– Le 18 décembre, une super-Caravelle de la compagnie genevoise Sata rate son atterrissage à Madère : 36 morts.

– Le 2 mars 1978, un nouvel enlèvement, mais du style macabre, émeut la Suisse et le monde. Des inconnus ont pénétré dans le cimetière du village de Corsier, au-dessus de Vevey. Ils ont ouvert une tombe et emporté le cercueil et les restes de Charlie Chaplin. La dépouille est retrouvée, le 17 mai, non loin de là, près du village de Noville, enfouie dans un champ. Les deux malfaiteurs — un Polonais et un Bulgare qui bénéficiaient de l'asile politique à Lausanne — espéraient une forte rançon. Ils sont arrêtés grâce à un piège téléphonique monté par la police.

– Le 12 mars, une grosse avalanche se décroche au-dessus de la station de ski des Mosses, dans les Préalpes vaudoises. Les envoyés spéciaux de la presse internationale suivent les efforts des sauveteurs. On parle de 60 personnes ensevelies. Les jours passent et — happy end qu'on doit signaler aussi — le bilan de la catastrophe est établi, proprement ahurissant : en dépit de la foule qui avait envahi le champ de neige, et contrairement aux témoignages les plus formels, il n'y a pas une seule victime.

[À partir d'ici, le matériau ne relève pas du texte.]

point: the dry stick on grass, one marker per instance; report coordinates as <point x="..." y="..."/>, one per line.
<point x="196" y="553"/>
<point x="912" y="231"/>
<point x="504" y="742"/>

– Le mois d'avril est marqué par deux libérations. Le 7, en Bulgarie, après neuf mois d'incertitude et de pourparlers diplomatiques, les autorités relâchent un chauffeur de poids lourd, Michel Kursner, impliqué dans un accident qui avait fait 5 morts Ses juges l'avaient condamné à huit ans de prison. Et, le 17 avril, c'est le retour du jeune André Kümmerling, enlevé par des rebelles au Tchad, où il se trouvait en compagnie d'un camarade français, Christian Masse.

Le 19 mai 1978, on annonce la mort de deux autres délégués du CICR (après celle de Louis Gaulis tué au Liban), le Genevois André Tièche et le Lausannois Alain Biéri, abattus en Rhodésie en même temps que leur interprète africain. Tous trois revenaient d'une mission accomplie près de la frontière du Mozambique.

Terrorisme

À travers leurs frontières, les Suisses perçoivent aussi les grondements d'orage du terrorisme qui sévit outre-Rhin puis outre-Gothard. Le 5 août 1977, ils extradent une extrémiste italienne, Petra Krause, qui se trouvait dans les geôles zurichoises sous l'inculpation de vol et de détention d'armes et d'explosifs. Le 13 octobre, sur territoire français, on retrouve le cadavre déchiqueté de l'aspirant officier Fluckiger, en service à Bure (Ajoie) qui aurait pu — mais on ne l'a pas prouvé — s'être égaré lors d'une course d'orientation nocturne et tomber sur une cache des ravisseurs du patron des patrons allemand, Hanns Martin Schleyer. Un autre Suisse a d'ailleurs été mêlé, de façon très différente, à cet enlèvement : l'avocat genevois Denis Payot, qu'avait désigné le gouvernement de la République fédérale pour servir d'intermédiaire avec la bande à Baader et qui n'a pas pu éviter la sanglante issue.

Le 20 décembre, enfin, la police bernoise arrête, à Delémont, deux terroristes allemands, Christian Möller et Gabriele Kröcher-Tiedemann, qui semblent avoir participé, deux ans plus tôt, à l'attaque menée contre le siège viennois de l'Opep. Interceptés à la frontière franco-suisse, ils ont ouvert le feu et blessé deux douaniers.

La violence — pour l'instant — reste assez lointaine. La Confédération, qui craint son approche, entend néanmoins se prémunir. Le 22 août, Kurt Furgler propose la création d'une police fédérale de sécurité. Il s'agira, en fait, de prélever temporairement un millier d'hommes dans les corps de police cantonaux, de leur donner une formation spéciale et de les doter d'un armement (hélicoptères et blindés) qui leur permettrait tout à la fois de lutter contre les attentats, de briser une émeute ou de protéger les aéroports, les missions diplomatiques, les centres nerveux du pays.

Ce projet se heurte immédiatement à deux virulentes oppositions : l'une, qui se situe à gauche, accuse le gouvernement de faire un premier pas vers un État policier ; l'autre, qui se situe à droite, estime que le maintien de l'ordre doit rester de la compétence des cantons.

Symbole

La controverse provoque le lancement de trois référendums simultanés, et finira donc par un scrutin populaire à la fin de l'année 1978. Elle traduit, une fois de plus, les difficultés que rencontre l'État dans l'accomplissement — judicieux ou maladroit — de sa mission. La révolte larvée des citoyens, ou du moins de leur frange active, reste, à travers les fluctuations politiques, une donnée constante.